No Código de Defesa do Contribuinte do Estado de São Paulo (Lei Complementar 939/03), o artigo 4º estabelece que são direitos do contribuinte: "XX – o ressarcimento por danos causados por agente da Administração Tributária, agindo nessa qualidade, decorrentes de abuso de poder por parte do Estado na fiscalização". Este dispositivo foi incluído em 2005 pela Lei Complementar 970. Mas o que ele realmente significa?

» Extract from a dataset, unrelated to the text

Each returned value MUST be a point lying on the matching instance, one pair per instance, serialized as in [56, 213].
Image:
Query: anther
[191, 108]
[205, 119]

Trata-se de um direito fundamental dos contribuintes à boa administração fiscal, no qual nada pode ser exigido além do que está estipulado nas normas. As exigências devem ser baseadas na confiança mútua, moralidade, boa-fé e urbanidade, que devem orientar a relação entre o fisco e o contribuinte. Embora o pagamento de impostos não seja um dever fundamental (como se discute em algumas teorias, como a de Casalta Nabais), não podemos esquecer que os tributos são o preço que pagamos por uma sociedade civilizada (seguindo o pensamento de Oliver Holmes). Contudo, como observou John Marshall, o poder de tributar também carrega o poder de destruir, algo que já discuti em outro texto.
A norma do CDC paulista marca um avanço civilizatório no âmbito financeiro-administrativo, ao tratar dos abusos cometidos no exercício do poder tributário, protegendo o direito fundamental à boa administração fiscal, algo exclusivo dos contribuintes.
Para que essa norma seja aplicada, dois requisitos precisam ser atendidos.
Primeiro, é necessário identificar se a ação do agente fiscalizador pode ser considerada um "abuso de poder", o que implica a comprovação de uma conduta dolosa do agente, com a intenção de prejudicar o contribuinte.
Será que o conceito de "abuso de poder" abrange o lançamento errado de tributos? Nem sempre é possível estabelecer uma distinção clara entre os dois conceitos, mas há uma interseção entre eles.
Em alguns casos, a atuação fiscalizadora é abusiva e visa forçar o contribuinte a pagar tributos que sabe-se serem indevidos. Isso muitas vezes ocorre em conjunto com constrangimentos penais, como a remessa dos autos ao Ministério Público para apuração de crimes contra a ordem tributária. Nada é mais constrangedor do que acusar alguém de cometer um crime quando essa pessoa segue rigorosamente as normas de compliance.
Em segundo lugar, é necessário estabelecer uma relação de causa e efeito entre a conduta dolosa e o dano causado, que pode ser tanto material (como pagamento de advogados, contadores, perícias etc.) quanto imaterial (como danos ao crédito da pessoa jurídica ou abalos psicológicos em pessoas físicas).
Indenização
Com a identificação desses dois requisitos, o direito à indenização surge, amparado tanto pela norma do CDC paulista quanto pelo artigo 37, §6º da Constituição Federal, que diz: "§6º As pessoas jurídicas de direito público e as de direito privado prestadoras de serviços públicos responderão pelos danos que seus agentes, nessa qualidade, causarem a terceiros...".
A indenização será paga pelos cofres públicos, que poderão depois cobrar o agente responsável, por meio do direito de regresso, nos casos de dolo ou culpa, conforme o final do §6º do artigo 37 da Constituição. Vale observar que a norma constitucional é mais abrangente do que a estadual, pois esta se restringe a condutas dolosas, enquanto aquela também abrange ações culposas.
Embora desconheça casos em que contribuintes tenham utilizado essas normas para se ressarcir pelos danos causados pela fiscalização, uma vez atendidos os requisitos, o direito à indenização é pleno. Também não há registro de casos em que o Poder Público tenha buscado recuperar esses valores pagos através de ações de regresso.
Em resumo: o que é amplamente garantido pela Constituição (artigo 37, §6º) é detalhado no contexto tributário pela norma do CDC paulista (artigo 4º, inciso XX), ainda que de forma restrita.
O que a norma paulista enfatiza, ao abordar questões tributárias, é assegurar ao contribuinte um dos direitos fundamentais que lhe assistem: o direito à boa administração fiscal.
Ela busca eliminar a atuação dolosa de agentes de fiscalização que agem de má-fé, rompendo a confiança mútua necessária para as relações entre fisco e contribuintes, pois sem essa confiança, não há civilização, apenas barbárie.